Video broadcast by C5N, an Argentine news channel, of the moment a train hit a barrier in a station in Buenos Aires on Wednesday.

Updated | 2:09 p.m. A 7-year-old boy was among the first of the 49 people confirmed killed in a train crash in Buenos Aires that also left at least 550 people injured, according to local media reports, including The Buenos Aires Herald.

A packed train derailed at the Once Station, one of the city’s busy central train stations, and crashed at the end of the track about 8:30 a.m., trapping hundreds of commuters.

“There are people still trapped, people alive, and there may have been fatalities,” Argentina’s transport secretary, Juan Pablo Schiavi, told reporters before rescue workers, began removing the dead from the wreckage of twisted metal and shattered glass. According to Mr. Schiavi, the train was traveling at too high a speed when it approached the station, hitting the barrier at the end of the platform, crumpling the front engine and collapsing commuter rail cars behind it. Most of those killed were in the first two cars.

Video posted online by C5N, an Argentine news channel, showed security camera footage of the moment the train hit the barrier. The Argentine newspaper La Nacion’s report on the crash included two video clips shot from the platform shortly after the accident that show the damage to the train and passengers leaving the scene.

One of the passengers told reporters, according to local media reports: “I had people piled on top of me, none of us could move.”

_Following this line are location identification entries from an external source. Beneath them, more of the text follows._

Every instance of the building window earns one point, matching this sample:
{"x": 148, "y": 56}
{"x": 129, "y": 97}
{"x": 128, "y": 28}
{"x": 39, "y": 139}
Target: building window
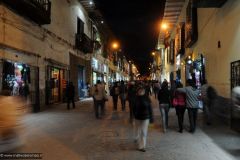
{"x": 80, "y": 26}
{"x": 235, "y": 74}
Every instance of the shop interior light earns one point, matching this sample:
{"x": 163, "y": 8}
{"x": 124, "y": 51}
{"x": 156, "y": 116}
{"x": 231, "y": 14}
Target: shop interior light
{"x": 91, "y": 2}
{"x": 189, "y": 61}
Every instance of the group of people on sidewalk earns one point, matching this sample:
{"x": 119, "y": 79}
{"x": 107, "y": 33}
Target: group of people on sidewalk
{"x": 181, "y": 98}
{"x": 137, "y": 93}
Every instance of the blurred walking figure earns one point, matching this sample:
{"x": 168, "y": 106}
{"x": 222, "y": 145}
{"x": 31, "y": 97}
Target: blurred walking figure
{"x": 156, "y": 88}
{"x": 131, "y": 99}
{"x": 192, "y": 99}
{"x": 164, "y": 104}
{"x": 114, "y": 92}
{"x": 123, "y": 95}
{"x": 100, "y": 96}
{"x": 70, "y": 94}
{"x": 12, "y": 109}
{"x": 208, "y": 95}
{"x": 179, "y": 102}
{"x": 143, "y": 115}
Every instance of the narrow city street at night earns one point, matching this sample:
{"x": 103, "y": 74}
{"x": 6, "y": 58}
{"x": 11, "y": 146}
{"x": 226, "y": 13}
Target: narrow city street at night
{"x": 75, "y": 134}
{"x": 120, "y": 79}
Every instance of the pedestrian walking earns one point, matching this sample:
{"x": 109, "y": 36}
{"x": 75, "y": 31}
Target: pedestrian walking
{"x": 131, "y": 99}
{"x": 192, "y": 102}
{"x": 99, "y": 95}
{"x": 164, "y": 104}
{"x": 114, "y": 92}
{"x": 156, "y": 88}
{"x": 70, "y": 94}
{"x": 143, "y": 115}
{"x": 123, "y": 95}
{"x": 179, "y": 102}
{"x": 208, "y": 96}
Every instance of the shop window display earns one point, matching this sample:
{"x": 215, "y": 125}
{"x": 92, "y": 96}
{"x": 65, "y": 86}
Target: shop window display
{"x": 16, "y": 77}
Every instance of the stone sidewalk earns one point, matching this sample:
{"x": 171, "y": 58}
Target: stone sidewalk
{"x": 60, "y": 134}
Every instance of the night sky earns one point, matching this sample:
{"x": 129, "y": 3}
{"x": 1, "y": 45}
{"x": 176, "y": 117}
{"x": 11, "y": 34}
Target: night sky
{"x": 136, "y": 24}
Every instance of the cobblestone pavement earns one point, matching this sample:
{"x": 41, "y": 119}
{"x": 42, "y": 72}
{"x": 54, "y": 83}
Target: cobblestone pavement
{"x": 61, "y": 134}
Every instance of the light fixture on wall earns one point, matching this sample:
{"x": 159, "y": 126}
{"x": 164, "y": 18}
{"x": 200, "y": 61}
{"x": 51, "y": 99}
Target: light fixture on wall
{"x": 91, "y": 2}
{"x": 219, "y": 44}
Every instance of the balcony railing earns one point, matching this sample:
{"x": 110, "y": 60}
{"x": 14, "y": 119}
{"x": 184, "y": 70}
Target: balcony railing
{"x": 208, "y": 3}
{"x": 38, "y": 11}
{"x": 84, "y": 43}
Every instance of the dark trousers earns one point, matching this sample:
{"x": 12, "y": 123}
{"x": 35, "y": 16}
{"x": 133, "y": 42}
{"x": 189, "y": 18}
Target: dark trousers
{"x": 192, "y": 114}
{"x": 180, "y": 113}
{"x": 69, "y": 100}
{"x": 131, "y": 109}
{"x": 207, "y": 109}
{"x": 99, "y": 104}
{"x": 115, "y": 100}
{"x": 156, "y": 93}
{"x": 123, "y": 101}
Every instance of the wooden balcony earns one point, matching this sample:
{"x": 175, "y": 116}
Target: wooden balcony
{"x": 84, "y": 43}
{"x": 208, "y": 3}
{"x": 38, "y": 11}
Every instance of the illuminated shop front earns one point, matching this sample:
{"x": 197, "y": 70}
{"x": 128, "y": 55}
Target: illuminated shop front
{"x": 195, "y": 69}
{"x": 99, "y": 71}
{"x": 20, "y": 79}
{"x": 55, "y": 84}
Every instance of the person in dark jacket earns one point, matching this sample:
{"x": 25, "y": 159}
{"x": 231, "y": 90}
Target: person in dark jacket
{"x": 131, "y": 99}
{"x": 70, "y": 93}
{"x": 164, "y": 104}
{"x": 192, "y": 102}
{"x": 179, "y": 102}
{"x": 114, "y": 92}
{"x": 123, "y": 95}
{"x": 143, "y": 115}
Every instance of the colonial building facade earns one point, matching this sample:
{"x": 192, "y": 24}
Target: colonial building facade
{"x": 45, "y": 44}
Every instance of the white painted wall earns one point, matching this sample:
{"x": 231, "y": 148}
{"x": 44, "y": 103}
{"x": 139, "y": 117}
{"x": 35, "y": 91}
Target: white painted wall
{"x": 217, "y": 24}
{"x": 23, "y": 34}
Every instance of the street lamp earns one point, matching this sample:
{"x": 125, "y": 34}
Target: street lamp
{"x": 164, "y": 26}
{"x": 115, "y": 45}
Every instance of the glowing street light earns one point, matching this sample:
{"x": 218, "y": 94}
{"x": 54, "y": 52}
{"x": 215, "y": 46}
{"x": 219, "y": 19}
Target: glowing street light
{"x": 115, "y": 45}
{"x": 164, "y": 26}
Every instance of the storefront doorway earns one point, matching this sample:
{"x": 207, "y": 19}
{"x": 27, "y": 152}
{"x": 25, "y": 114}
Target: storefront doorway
{"x": 82, "y": 92}
{"x": 55, "y": 85}
{"x": 19, "y": 79}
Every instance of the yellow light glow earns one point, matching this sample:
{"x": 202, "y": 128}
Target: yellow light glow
{"x": 115, "y": 45}
{"x": 164, "y": 26}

To help find missing friends and family members, people turned to Twitter and other social tools asking for help, including this post seeking information about Lucas Menghini Rey and Tatiana Pontiroli.

Several witnesses appear to have recorded images of the scene in the immediate aftermath of the crash. One injured man even showed a television crew video he shot on his phone, as he waited for treatment.

This is the second deadly train crash in Argentina in recent months. In September, a train flew through the air after hitting a bus and smashed into another train, killing at least 11 people and injuring 250. A security camera at the train station captured video of that accident as well.